Winter Mathematical Competition

We may assume that $AC<BC$. Denote by $k$ the circumcircle of $△KCL$ and by $K_1$ and $L_1$ the midpoints of $AC$ and $BC$, respectively. Then $K{K}_1\parallel L{L}_1$, i.e. $K{K}_1{L}_{1}L$ is a trapezoid. If $T$ is the midpoint of $CM$ then $$CM=\frac{BC-AC}{2},CT=\frac{BC-AC}{4},$$ $$K_{1}T=\frac{AC}{2}+\frac{BC-AC}{4}=\frac{BC+AC}{4},$$ $$L_{1}T=\frac{BC}{2}-\frac{BC-AC}{4}=\frac{BC+AC}{4}.$$ Therefore $T$ is the midpoint of $K_1{L}_1$.

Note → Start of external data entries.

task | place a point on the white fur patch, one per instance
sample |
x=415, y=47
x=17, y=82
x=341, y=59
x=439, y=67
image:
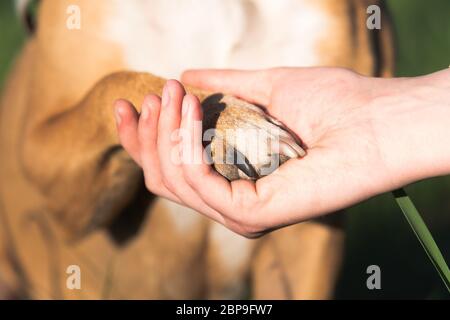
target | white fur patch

Let $t$ be the segment whose ends are the midpoints of $KL$ and $K_1{L}_1$. Then $T\in t$, $t\perp K_1{L}_1$ and $t$ is a diameter of $k$, since $T$ is the midpoint of the chord $CM$ and $t\perp CM$. If $t\cap KL=O$, then $O$ is the midpoint of the chord $KL$. Hence we have two possibilities: 1) $t\perp KL$ – then $KL\parallel AB$; 2) $KL$ is a diameter of $k$. Then $\angle KCL=90^{\circ }$ and $\angle KCA+\angle LCB=90^{\circ }$. But $\angle KAC=\angle KCA$ and $\angle LBC=\angle LCB$, which implies that $\angle KAC+\angle LBC=90^{\circ }$, i.e. $KA\perp LB$.